L’isola di Lesbo, per la sua posizione strategica, è il principale approdo per chi tenta di entrare in Europa: l’anno scorso sono arrivati 500 mila migranti e a metà marzo 2016 siamo già a quota 84 mila. Una tragedia umanitaria, inasprita dalla chiusura della frontiera a Idomeni e dall’accordo appena firmato fra Unione europea e Turchia, in vigore dal 20 marzo, che prevede il ritorno in Turchia di tutti i migranti entrati irregolarmente in Europa. Per ogni immigrato senza permesso che viene riportato indietro, un rifugiato sarà ammesso attraverso canali umanitari. Un impegno di non semplice realizzazione che aggiunge incertezza e preoccupazione in una situazione già complicata: ora sono in molti a temere un controesodo, se non addirittura deportazioni di massa verso un Paese, la Turchia, che ha dimostrato anche recentemente gravi carenze nel rispetto dei diritti umani.
Nessuno sa che cosa succederà. «Lo sforzo degli operatori umanitari per dare un’assistenza ai rifugiati è enorme ma ci sono delle situazioni che rischiano di diventare critiche», commenta Ludovica Tosolini, ostetrica e presidente della Onlus Mam Beyond Borders, «le donne incinte, per esempio, non vengono monitorate adeguatamente durante la gravidanza. La foto che ha commosso il mondo, del bimbo nato a Idomeni in una tenda, testimonia una realtà drammatica, perché è inaccettabile che nel 2016, in Europa, un bambino nasca in un campo profughi».
In ogni caso, nessuno sta fermo a Lesbo.

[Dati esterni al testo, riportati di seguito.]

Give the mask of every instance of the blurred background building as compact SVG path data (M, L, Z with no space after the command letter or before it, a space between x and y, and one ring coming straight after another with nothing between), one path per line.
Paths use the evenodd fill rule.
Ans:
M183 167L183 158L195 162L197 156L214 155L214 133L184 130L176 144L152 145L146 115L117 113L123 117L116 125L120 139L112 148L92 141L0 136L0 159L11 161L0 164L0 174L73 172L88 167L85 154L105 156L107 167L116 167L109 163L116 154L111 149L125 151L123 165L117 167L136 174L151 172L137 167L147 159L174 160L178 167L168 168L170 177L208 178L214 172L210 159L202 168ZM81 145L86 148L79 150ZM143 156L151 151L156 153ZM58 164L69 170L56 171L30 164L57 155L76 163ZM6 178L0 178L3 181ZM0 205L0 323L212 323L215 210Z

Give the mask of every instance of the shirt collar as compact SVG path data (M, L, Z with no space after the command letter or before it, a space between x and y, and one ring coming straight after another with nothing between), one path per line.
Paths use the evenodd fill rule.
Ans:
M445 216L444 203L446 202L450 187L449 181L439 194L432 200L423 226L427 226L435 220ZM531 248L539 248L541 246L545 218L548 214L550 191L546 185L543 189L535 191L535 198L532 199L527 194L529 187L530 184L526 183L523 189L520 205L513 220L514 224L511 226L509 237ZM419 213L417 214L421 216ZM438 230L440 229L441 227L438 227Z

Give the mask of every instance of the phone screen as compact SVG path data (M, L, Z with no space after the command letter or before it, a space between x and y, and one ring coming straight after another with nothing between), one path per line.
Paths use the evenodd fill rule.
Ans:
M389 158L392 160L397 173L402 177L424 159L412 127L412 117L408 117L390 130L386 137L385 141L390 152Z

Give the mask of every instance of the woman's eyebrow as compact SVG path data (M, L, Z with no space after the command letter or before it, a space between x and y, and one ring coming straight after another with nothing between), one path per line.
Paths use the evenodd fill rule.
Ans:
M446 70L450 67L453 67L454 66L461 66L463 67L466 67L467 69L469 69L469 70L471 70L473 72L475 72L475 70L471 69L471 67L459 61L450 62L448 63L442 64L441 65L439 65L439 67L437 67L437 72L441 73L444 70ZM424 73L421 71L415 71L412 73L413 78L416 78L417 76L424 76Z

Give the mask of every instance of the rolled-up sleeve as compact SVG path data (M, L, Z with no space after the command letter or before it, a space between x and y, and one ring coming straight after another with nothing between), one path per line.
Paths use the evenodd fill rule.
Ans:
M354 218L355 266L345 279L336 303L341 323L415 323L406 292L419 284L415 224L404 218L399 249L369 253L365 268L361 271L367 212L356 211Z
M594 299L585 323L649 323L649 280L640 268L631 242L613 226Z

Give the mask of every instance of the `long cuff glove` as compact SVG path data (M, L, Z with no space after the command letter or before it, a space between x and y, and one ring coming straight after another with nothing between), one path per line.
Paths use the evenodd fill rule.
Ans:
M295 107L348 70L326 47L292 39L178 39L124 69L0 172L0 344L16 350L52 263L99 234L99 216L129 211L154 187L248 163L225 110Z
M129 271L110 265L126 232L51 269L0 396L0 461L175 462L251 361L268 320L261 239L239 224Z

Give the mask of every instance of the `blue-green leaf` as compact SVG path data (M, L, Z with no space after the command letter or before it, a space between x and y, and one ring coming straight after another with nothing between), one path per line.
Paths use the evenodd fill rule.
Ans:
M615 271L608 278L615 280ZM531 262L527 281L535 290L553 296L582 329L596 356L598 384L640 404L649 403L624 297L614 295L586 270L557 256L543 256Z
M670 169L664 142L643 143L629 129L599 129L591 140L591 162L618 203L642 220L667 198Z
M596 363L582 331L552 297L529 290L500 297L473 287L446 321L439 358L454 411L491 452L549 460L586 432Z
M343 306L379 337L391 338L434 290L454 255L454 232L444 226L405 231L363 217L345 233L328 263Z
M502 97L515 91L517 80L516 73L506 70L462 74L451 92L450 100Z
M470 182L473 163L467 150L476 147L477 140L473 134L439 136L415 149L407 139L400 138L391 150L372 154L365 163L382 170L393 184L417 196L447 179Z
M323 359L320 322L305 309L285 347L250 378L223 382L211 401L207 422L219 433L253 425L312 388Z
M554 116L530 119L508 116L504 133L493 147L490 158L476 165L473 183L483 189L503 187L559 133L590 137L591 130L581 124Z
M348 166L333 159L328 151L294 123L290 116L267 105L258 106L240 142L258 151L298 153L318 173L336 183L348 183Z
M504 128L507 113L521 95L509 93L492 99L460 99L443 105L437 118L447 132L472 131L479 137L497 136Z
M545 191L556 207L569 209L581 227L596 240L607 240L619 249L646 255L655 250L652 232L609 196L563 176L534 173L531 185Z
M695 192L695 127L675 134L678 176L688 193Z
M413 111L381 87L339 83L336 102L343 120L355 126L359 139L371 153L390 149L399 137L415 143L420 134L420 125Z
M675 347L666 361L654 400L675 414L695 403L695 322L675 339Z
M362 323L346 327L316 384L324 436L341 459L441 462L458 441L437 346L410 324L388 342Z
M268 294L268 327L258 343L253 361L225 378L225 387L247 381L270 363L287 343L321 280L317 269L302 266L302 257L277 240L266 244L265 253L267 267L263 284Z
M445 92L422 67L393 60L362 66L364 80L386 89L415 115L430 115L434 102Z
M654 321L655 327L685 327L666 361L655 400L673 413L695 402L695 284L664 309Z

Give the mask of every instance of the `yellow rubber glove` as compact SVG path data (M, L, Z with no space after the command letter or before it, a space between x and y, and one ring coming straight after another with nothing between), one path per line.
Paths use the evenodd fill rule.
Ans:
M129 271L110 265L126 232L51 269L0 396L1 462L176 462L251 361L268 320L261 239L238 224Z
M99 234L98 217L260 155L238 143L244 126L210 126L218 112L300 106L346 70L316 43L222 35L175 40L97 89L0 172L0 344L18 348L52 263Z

A pochi chilometri da Moria, un intero albergo è stato affittato dalla Caritas greca e messo a disposizione dei profughi, grazie al sostegno economico della Caritas Svizzera. Qui vengono ospitati per due o tre giorni i soggetti più vulnerabili (donne sole con i bambini, anziani, disabili) perché possano riprendersi in un ambiente più confortevole: 88 camere per 215 persone, di cui 70 bambini. «I rifugiati arrivano esausti, segnati dallo choc del viaggio, preoccupati per il futuro», racconta Tonia Patrikiadou, la responsabile Caritas del programma: «Diamo loro una prima assistenza medica e psicologica: tutti vorrebbero andare nel Nordeuropa, dove spesso hanno già parte della famiglia, ma la realtà è che, al momento, per molti l’unica possibilità è di fare domanda d’asilo in Grecia».
Intanto, nel giardino dell’albergo, i bambini vanno sull’altalena mentre gli adulti fumano e cercano di far passare il tempo. «Qualunque Paese va bene, basta avere la possibilità di iniziare una vita dignitosa», dice Nidal. È un ingegnere venuto con moglie e figlio da Idlib, in Siria: ci ha messo quattro anni a raccogliere i soldi per il viaggio, 2.500 euro a persona. «Durante la guerra ho visto di tutto: gente morta di fame, cadaveri in mezzo alla strada. Dopo un po’ non ci fai più caso». La traversata in mare è stata terribile: «Ci hanno obbligati a salire minacciandoci con la pistola, il motore non funzionava e continuava a spegnersi; molti si sono sentiti male». Ibrahim invece arriva da Kobane, nel Kurdistan siriano, ed è qui con la moglie, incinta di due gemelli, e due figli piccoli. Sul cellulare mostra le foto di altri tre bambini, che ha dovuto lasciare con il nonno, in Iraq; ma ora la frontiera fra Iraq e Turchia è chiusa e non sa come potranno raggiungerlo. Nonostante tutto, non ha perso la voglia di scherzare: «Mia moglie si chiama Syria – dice – e così, quando mi viene nostalgia, mi dico che ho portato tutto il mio Paese con me».